Is a sudden obsession with cheesecake baking a good thing? I mean, it’s not as if cheesecakes were the healthiest desserts on earth. On the other hand, when they are well done, they are amongst the most delicious desserts on earth. Or I think so anyway. As mine has a homemade jam on top made with blueberries, and blueberries are fruit, that is an excuse for eating fruit. Right? Also, I’m sure we can all think of worse obsessions in life. I won’t name any of them.
Just one week ago I decided to venture out of my absurd afraid of making cheesecakes zone, and actually make one. Typical of me, I did not religiously follow any one single recipe. I browsed through my Cheesecakes comme à New York cookbook and went through some of my favourite baking blogs, with notable mentions to Jessica’s no bake cheesecakes in What Jessica Baked Next, and Rosa’s cheesecakes in Pemberly Cup & Cakes. I opted for a yes bake cheesecake at the end. With so much inspiration to choose from, I thought I would try to make a sort of simple cheesecake to begin with. My own invention which would be a mish mash of many of the recipes I read that day, and which would later be modified again because it was Sunday afternoon, and as I ventured out to look for some of the ingredients I was missing, they would indeed still be missing – because it was Sunday afternoon – so I had to do a bit more re-invention.
It’s strange how our fears freeze us. I had guessed that I would have to go through a lengthy process of recipe development before making a decent cheesecake. I envisioned having to force feed the Papaya Pieces household & friends with runny liquid, dodgy tasting cheesecake for about four attempts before landing on a good one. But no! I’m still blowing kisses to my own cheeks for making the most marvellous cheesecake in the first attempt. And I am actually a modest person. The first attempt was last weeks. I, cough cough, did not make photos of it. But I decided to make another one last night, yes, in so little time, just so that I could photograph it and put it into this blog, so that I could look it up if I ever wanted to make it again. Here it is.

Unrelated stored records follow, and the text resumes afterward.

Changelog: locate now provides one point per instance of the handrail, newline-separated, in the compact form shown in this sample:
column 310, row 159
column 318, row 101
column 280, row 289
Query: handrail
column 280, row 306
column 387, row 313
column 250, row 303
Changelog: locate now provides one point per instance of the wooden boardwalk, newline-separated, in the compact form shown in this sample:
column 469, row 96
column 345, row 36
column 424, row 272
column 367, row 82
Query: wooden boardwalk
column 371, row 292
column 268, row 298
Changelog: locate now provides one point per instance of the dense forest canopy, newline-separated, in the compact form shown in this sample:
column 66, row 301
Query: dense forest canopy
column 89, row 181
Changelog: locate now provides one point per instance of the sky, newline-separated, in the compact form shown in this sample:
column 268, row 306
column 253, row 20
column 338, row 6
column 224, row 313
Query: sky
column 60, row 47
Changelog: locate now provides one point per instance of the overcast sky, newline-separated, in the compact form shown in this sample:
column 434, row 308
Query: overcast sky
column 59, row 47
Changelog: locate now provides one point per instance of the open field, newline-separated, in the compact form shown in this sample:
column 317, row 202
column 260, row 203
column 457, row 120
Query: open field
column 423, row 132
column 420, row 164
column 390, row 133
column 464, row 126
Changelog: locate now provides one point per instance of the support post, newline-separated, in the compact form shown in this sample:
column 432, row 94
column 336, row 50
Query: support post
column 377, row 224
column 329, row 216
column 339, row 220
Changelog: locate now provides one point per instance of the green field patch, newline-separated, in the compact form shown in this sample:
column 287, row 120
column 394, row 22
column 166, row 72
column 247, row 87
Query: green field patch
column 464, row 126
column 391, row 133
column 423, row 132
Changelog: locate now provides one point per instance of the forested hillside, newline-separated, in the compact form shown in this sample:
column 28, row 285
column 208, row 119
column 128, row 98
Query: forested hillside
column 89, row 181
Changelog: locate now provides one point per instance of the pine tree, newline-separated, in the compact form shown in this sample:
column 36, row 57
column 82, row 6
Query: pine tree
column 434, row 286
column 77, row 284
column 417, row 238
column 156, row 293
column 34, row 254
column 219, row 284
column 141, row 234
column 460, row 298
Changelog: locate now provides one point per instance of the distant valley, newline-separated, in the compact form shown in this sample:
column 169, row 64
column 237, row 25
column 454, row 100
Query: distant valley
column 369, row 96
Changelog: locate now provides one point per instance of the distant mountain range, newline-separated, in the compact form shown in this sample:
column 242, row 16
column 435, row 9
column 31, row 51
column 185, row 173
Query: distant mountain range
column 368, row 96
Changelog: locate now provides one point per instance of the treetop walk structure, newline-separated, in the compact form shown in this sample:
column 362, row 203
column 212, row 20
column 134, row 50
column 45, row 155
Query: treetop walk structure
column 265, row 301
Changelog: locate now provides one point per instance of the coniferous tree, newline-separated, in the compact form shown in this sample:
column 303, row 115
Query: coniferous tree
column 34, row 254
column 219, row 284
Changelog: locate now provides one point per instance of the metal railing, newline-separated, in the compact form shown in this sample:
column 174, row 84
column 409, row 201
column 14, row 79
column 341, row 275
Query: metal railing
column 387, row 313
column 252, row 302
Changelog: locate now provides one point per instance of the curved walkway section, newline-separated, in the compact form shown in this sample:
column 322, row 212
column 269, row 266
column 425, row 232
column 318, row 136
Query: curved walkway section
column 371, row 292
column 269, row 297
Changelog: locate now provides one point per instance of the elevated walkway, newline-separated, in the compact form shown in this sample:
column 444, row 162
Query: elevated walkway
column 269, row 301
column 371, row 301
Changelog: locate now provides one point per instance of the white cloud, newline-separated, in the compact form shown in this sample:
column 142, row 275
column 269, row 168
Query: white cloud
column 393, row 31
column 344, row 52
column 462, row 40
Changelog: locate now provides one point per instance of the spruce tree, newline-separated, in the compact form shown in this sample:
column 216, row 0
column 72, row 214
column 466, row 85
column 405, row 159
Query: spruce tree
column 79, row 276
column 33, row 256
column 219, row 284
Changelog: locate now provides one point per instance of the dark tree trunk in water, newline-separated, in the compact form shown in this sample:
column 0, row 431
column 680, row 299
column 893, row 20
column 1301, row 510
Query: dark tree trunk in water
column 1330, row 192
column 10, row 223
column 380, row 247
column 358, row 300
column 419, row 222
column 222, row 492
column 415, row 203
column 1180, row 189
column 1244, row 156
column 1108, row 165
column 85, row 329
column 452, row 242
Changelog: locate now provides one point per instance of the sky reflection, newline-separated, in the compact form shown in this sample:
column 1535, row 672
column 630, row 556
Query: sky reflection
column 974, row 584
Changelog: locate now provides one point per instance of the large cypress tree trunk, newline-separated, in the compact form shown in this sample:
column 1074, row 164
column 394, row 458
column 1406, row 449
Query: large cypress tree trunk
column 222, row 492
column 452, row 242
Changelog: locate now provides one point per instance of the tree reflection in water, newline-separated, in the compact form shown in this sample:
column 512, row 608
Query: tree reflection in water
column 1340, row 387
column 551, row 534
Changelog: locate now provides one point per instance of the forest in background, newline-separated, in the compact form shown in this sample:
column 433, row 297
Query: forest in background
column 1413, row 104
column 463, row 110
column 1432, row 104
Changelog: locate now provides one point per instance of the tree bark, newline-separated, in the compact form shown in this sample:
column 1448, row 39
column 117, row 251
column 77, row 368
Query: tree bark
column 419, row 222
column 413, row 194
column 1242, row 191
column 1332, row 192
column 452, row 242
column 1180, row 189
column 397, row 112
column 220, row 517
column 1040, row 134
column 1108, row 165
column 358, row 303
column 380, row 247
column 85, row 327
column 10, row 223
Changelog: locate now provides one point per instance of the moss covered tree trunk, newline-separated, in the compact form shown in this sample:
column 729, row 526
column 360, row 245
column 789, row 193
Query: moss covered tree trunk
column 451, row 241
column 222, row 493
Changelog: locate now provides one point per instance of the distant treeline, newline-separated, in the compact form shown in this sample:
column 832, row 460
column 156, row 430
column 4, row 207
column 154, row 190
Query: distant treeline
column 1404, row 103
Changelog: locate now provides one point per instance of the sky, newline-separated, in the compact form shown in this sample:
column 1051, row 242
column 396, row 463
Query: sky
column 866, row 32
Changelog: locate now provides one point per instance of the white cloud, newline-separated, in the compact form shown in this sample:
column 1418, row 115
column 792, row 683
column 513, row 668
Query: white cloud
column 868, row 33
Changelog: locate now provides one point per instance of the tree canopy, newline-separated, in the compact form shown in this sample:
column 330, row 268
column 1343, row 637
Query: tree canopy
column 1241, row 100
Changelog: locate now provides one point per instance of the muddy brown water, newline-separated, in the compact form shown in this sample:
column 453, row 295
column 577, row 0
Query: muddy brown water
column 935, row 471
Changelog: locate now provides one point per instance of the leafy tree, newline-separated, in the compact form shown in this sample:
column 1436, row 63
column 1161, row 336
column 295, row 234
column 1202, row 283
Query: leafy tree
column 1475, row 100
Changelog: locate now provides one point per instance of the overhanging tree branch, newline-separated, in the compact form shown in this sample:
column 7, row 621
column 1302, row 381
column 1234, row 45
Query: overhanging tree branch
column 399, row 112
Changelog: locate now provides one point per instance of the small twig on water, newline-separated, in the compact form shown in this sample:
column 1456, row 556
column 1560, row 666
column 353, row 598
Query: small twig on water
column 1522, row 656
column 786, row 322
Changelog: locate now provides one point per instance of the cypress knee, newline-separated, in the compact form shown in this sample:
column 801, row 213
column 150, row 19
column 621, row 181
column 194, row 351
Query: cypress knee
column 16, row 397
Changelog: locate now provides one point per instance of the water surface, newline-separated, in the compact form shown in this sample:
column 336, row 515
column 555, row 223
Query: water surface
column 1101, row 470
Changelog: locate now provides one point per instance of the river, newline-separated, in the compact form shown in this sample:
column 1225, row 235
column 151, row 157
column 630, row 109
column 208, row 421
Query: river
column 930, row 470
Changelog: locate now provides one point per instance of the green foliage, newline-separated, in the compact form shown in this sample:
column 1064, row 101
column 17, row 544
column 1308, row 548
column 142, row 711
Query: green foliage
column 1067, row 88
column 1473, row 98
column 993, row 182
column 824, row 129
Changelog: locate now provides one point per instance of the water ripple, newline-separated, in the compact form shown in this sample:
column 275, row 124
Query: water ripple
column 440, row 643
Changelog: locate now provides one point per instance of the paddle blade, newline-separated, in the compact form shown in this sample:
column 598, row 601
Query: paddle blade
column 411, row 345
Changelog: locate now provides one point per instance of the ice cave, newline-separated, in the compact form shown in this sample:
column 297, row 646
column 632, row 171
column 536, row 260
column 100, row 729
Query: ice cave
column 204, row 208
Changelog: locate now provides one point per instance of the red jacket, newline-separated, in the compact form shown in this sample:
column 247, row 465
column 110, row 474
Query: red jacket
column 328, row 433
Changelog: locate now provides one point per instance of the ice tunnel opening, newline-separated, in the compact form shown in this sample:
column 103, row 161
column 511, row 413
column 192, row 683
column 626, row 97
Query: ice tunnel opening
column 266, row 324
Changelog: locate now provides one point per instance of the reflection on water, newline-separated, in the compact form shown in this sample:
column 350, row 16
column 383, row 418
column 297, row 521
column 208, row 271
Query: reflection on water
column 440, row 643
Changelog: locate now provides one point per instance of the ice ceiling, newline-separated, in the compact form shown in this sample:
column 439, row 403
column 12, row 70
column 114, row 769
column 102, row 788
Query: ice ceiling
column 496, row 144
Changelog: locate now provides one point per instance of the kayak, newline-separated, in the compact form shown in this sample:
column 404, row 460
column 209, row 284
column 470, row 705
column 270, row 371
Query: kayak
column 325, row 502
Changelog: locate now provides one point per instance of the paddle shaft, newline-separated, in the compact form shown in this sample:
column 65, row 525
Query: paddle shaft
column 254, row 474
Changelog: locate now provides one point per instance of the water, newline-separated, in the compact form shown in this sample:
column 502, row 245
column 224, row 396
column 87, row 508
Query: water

Triple Cheese Lemon and Blueberry Cheesecake Recipe
The three cheeses in this cheesecake are Mascarpone, Mató and Philadelphia cheese. I initially wanted to use Ricotta instead of Mató, but couldn’t find any last Sunday afternoon. You can use Ricotta cheese instead, as I’m sure Mató might be quite tricky to find outside of Spain.
Last week’s cheesecake featured raspberry jam but I decided to make blueberry jam this time. If you’re going to make some jam just for the cheesecake, like I did, then I would recommend using a naturally pectin rich berry, such as raspberries, blackberries or blueberries, so that the jam making process is fast.
With regards to the cheesecake crust, I decided not to crush biscuits. I just made my own crumbly type of pie/tart crust.
Ingredients for the crust
2 cups flour, 220gr butter, 1/4 cup sugar, 1/4 teaspoon baking powder, 1 pinch salt, 1/4 glass cold water
Ingredients for the triple cheese filling
250gr Mascarpone cheese, 200gr Mató cheese, 200gr Philadelphia cheese, 1 cup sugar, 1/4 teaspoon vanilla, 1 pinch salt, 3 tablespoons flour, juice of 1 lemon, 3 eggs
Ingredients for the blueberry jam
125gr blueberries, 1/4 water, 3 tablespoons sugar, 1 teaspoon butter
Preheat the oven to 180ºC. Grease a baking tin. The baking tin should be a springform or removable bottom type.
Prepare the crust first. Mix the flour, sugar, salt and baking powder in a mixing bowl. Add the butter, cut into cubes. Mix / knead altogether, until the mixture becomes approximately pea sized grains. Add the water and continue kneading until it becomes a neat mass that you can easily shape out into a ball. Bring it to the baking tin and spread out to cover the whole base of the tin. Bake in the oven for about 10 minutes.
While the crust is baking, make the cheese filling. Add all of the ingredients, except for the eggs, into a large mixing bowl and mix with an electric mixer. Finally add the eggs and mix again. Once it has become a homogenous creamy mixture, remove the baking tin from the oven and pour over the crust. Lower the heat in the oven to 165ºC. Bake for 70-75 minutes.
Don’t worry if the cheesecake gets a bit cracked on top, you’ll be hiding the cheesequake with some jam anyway.
Meanwhile make the blueberry jam. Wash the blueberries. Add all of the ingredients into a small pot. Cook on the stove on medium heat, stirring continuously until it becomes a thicker jam texture.
Once the cheese cake is cooked and cooled down, spread the jam onto the cheesecake. To avoid jam spillages like the one you can see next photo, make sure both the cheesecake and jam have cooled down before spreading on the jam.
Patience is the key.
My plans for my next cheesecake is to make an Oreo cheesecake. What do you think? Any suggestions?